Health and care settings should be allowing visits, according to the guidance from the government and NHS England currently in place, but there are reported cases where visiting access is being unfairly denied.
As a result, the government is seeking views from patients, care home residents, their families, professionals and providers on the introduction of secondary legislation on visiting restrictions.
The new legislation will strengthen rules around visiting, providing the Care Quality Commission (CQC) with a clearer basis for identifying where hospitals and care homes are not meeting the required standard.
The government recognises the contribution that visiting makes to the wellbeing and care of patients attending hospitals, and residents of care homes, as well as the emotional wellbeing of their families and so is seeking views on what the new rules will look like.
For health settings, regulations will be reviewed in both inpatient and outpatient settings, emergency departments and diagnostic services in hospitals, to allow patients to be accompanied by someone to appointments.
Minister for Care, Helen Whately said:
“I know how important visiting is for someone in hospital or living in a care home, and for their families. I know from my own experience too – I know what it feels like to be told you can’t see your Mum in hospital. That’s why I’m so determined to make sure we change the law on visiting.
“Many care homes and hospitals have made huge progress on visiting and recognising carers since the pandemic. But I don’t want anyone to have to worry about visiting any more, or to face unnecessary restrictions or even bans.
“I have listened to campaigners who have been so courageous in telling their stories. I encourage everyone who cares about visiting to take this opportunity to have your say on our plans to legislate for visiting.”
Minister of Health, Will Quince said:
“Most hospitals and care homes facilitate visiting in line with guidance, but we still hear about settings that aren’t letting friends and families visit loved ones who are receiving treatment or care.
“We want everyone to have peace of mind that they won’t face unfair restrictions like this, so we want to make it easier for the CQC to identify when disproportionate restrictions and bans are put in place and strengthening the rules around visiting.
“It’s important that people feedback on the consultation, we want to make sure the legislation is right for everyone. If you’ve experienced unjust visiting bans, please share your experience.”
Challenges around visiting were exacerbated during the Covid pandemic, with many health and care settings restricting and banning visits to stop the spread of the virus, ease pressure on the NHS and reduce the risk of transmission. Since restrictions were eased and there was a return to normality, many health and care settings have made efforts to return to pre-pandemic visiting. There are however still instances where, families and friends continue to face issues with visiting across the health and care sector.
The CQC does currently have powers to clamp down on unethical visiting restrictions, but the expected standard of visiting is not specifically outlined in regulations. Current guidance from government and the NHS is clear that all care homes and hospitals in England respectively are expected to facilitate visits in a risk-managed way, such as through the use of face coverings in the event of an outbreak or in the reduction of the number of visitors at one time.

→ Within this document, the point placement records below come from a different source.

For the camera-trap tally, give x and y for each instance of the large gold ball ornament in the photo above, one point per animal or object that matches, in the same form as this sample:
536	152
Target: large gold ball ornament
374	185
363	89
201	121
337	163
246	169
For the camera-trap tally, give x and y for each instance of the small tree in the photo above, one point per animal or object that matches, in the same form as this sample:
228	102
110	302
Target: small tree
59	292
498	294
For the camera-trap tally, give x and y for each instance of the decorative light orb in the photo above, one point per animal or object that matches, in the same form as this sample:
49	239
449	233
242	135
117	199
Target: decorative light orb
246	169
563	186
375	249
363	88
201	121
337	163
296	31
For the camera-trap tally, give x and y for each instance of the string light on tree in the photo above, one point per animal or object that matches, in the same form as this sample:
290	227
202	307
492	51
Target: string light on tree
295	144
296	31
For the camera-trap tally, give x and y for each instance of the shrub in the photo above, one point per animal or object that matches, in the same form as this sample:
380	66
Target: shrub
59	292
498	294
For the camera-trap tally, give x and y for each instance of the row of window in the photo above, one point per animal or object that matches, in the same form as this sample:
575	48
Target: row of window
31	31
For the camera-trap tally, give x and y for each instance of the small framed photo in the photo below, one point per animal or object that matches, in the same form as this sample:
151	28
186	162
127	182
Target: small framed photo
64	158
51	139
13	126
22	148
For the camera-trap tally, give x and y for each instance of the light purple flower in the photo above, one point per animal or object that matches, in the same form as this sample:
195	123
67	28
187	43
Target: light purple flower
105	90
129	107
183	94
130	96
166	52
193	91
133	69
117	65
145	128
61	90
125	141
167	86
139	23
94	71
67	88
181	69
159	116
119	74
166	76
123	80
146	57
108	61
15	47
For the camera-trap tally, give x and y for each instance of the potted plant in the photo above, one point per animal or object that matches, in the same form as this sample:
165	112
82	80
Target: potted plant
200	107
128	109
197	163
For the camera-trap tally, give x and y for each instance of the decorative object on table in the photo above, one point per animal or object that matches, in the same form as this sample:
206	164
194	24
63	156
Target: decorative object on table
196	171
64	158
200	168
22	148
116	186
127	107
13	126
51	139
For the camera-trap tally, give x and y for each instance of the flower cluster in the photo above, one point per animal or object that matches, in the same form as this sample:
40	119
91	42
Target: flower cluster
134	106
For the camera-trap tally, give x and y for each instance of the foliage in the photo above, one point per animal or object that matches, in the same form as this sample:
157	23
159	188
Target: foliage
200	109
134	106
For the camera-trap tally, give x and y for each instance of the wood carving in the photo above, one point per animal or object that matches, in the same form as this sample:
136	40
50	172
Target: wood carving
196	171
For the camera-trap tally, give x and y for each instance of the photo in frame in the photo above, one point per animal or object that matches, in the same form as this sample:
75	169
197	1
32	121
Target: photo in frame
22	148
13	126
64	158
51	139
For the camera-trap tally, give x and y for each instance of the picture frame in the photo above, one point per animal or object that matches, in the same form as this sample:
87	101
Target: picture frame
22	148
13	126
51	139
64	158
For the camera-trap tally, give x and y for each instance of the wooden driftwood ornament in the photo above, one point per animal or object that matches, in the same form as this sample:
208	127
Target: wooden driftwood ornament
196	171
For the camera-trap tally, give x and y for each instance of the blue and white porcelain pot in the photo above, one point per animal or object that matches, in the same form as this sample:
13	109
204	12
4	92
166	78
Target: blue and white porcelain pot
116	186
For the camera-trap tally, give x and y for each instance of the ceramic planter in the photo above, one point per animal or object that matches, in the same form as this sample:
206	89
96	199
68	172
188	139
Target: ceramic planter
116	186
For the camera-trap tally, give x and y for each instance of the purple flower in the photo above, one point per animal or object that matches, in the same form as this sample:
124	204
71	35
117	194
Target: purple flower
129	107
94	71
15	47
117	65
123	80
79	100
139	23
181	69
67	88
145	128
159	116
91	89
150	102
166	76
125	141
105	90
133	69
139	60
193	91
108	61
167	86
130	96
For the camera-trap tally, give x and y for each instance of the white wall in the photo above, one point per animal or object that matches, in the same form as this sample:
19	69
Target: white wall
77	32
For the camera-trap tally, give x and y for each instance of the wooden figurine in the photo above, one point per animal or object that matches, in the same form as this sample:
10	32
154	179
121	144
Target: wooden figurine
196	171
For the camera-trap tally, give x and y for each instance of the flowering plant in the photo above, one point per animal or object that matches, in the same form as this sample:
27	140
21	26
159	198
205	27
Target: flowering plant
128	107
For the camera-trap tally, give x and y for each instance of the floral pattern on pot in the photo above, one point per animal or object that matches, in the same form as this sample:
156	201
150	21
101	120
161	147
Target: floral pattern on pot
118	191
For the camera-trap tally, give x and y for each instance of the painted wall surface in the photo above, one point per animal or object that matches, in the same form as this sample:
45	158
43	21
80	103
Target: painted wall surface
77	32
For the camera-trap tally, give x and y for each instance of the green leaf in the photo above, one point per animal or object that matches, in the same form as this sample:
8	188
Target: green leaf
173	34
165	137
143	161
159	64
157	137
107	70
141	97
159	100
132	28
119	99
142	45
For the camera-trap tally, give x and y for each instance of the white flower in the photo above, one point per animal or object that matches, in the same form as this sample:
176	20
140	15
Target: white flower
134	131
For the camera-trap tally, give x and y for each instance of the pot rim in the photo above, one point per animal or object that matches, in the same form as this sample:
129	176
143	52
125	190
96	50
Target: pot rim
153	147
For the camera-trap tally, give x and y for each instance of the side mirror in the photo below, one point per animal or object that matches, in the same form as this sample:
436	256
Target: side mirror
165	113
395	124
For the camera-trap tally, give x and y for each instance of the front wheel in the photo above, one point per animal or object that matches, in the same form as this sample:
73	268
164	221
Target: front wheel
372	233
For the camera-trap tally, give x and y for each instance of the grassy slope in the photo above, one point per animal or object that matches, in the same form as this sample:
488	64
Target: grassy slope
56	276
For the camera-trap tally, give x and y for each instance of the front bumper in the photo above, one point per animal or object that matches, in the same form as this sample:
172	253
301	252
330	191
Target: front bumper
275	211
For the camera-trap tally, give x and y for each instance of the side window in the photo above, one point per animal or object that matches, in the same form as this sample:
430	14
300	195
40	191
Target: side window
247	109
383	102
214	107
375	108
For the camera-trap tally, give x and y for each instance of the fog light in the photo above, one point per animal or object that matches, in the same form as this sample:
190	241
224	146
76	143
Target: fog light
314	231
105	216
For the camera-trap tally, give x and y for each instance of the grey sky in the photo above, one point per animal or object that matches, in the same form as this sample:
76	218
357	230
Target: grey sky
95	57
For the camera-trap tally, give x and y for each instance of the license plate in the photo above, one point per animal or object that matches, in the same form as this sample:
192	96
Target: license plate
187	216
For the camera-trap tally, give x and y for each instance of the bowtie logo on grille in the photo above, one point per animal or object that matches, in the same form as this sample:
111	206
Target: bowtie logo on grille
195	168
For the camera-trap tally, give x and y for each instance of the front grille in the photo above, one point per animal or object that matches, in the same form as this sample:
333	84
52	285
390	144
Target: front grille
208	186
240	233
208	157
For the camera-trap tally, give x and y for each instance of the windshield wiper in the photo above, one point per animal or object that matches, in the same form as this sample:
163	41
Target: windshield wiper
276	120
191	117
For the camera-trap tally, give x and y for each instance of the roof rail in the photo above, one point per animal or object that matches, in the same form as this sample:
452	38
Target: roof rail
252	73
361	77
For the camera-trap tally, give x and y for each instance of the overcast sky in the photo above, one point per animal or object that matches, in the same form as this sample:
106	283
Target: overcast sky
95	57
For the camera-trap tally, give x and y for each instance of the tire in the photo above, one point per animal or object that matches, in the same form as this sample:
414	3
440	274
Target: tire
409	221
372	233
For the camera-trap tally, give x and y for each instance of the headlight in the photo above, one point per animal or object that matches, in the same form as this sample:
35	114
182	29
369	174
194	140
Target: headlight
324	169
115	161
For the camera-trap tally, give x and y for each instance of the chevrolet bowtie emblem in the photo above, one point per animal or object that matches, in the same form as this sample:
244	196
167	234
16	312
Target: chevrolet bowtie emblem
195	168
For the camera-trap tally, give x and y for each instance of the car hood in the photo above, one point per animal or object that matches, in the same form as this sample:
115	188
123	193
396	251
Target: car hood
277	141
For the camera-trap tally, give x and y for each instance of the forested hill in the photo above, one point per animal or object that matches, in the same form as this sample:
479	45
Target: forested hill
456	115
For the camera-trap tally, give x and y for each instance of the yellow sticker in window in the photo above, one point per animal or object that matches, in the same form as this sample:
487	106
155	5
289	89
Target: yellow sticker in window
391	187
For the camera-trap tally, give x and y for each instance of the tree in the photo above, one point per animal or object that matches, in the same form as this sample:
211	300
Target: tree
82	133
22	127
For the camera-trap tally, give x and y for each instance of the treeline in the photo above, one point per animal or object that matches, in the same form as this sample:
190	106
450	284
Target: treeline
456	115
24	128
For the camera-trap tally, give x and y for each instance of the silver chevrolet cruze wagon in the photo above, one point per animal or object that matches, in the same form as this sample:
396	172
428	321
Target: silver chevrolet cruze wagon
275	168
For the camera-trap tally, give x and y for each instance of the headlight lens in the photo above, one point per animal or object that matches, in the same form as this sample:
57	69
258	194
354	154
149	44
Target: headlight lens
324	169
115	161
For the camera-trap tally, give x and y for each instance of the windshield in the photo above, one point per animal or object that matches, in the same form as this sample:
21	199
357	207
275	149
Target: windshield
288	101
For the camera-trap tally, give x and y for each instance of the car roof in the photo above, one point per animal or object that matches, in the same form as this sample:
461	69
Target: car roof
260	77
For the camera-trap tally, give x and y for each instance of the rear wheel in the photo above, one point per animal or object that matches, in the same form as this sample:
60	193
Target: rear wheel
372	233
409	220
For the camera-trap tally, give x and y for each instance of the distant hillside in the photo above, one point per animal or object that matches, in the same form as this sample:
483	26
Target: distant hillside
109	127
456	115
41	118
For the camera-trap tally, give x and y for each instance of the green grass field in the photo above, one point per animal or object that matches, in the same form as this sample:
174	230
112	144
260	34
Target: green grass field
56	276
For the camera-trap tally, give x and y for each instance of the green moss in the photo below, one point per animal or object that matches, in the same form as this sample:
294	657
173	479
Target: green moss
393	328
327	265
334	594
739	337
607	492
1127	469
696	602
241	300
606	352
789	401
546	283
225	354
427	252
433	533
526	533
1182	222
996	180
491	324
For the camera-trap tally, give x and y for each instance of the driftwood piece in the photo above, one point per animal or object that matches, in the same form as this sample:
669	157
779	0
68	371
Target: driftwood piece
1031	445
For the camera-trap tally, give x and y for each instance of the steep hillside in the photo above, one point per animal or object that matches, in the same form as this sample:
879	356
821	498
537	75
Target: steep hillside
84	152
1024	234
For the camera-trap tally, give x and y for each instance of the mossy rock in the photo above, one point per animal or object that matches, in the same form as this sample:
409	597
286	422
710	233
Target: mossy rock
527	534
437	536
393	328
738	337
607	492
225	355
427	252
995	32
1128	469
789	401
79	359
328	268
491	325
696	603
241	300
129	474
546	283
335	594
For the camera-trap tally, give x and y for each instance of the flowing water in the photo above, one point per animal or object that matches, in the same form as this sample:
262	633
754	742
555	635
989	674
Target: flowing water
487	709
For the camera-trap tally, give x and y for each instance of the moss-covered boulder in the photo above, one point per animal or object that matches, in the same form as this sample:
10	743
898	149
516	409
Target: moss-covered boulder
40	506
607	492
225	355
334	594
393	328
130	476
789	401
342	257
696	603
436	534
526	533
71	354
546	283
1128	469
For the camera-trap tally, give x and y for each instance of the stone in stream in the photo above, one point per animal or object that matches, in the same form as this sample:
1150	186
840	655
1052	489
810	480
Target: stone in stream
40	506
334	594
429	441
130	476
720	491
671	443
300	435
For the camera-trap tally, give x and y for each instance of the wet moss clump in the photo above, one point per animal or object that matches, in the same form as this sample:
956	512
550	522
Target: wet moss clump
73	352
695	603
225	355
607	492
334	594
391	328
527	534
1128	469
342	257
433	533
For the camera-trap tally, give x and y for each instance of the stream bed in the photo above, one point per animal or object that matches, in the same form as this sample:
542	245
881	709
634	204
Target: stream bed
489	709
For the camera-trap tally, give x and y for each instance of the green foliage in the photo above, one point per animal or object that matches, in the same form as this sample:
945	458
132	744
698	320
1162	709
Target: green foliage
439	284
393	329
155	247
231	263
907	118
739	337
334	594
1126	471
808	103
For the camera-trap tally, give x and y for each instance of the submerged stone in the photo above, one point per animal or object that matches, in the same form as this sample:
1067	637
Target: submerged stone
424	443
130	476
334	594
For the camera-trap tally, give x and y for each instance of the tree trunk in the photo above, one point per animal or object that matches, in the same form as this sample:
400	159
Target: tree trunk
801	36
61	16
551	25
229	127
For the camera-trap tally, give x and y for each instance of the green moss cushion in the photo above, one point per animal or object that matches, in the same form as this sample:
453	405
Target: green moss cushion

Patricia Mecinska, Assistant Director of Patient Experience at King’s College Hospital NHS Foundation Trust said:
“At King’s, our teams recognise the invaluable contribution that friends, carers and loved ones make to the patients under our care, including supporting us to provide care that’s respectful of our patients’ needs, so enabling them to make a positive recovery. Plans to involve care supporters in a more formalised way will be welcomed by many patients and will aid us in delivering our vision of providing outstanding care to patients and communities.”
The hospital visiting guidance also includes an expectation that patients can be accompanied to hospital appointments when needed.
With the new legislation, the CQC will be able to enforce the standards by issuing requirement or warning notices, imposing conditions, suspending a registration, or cancelling a registration.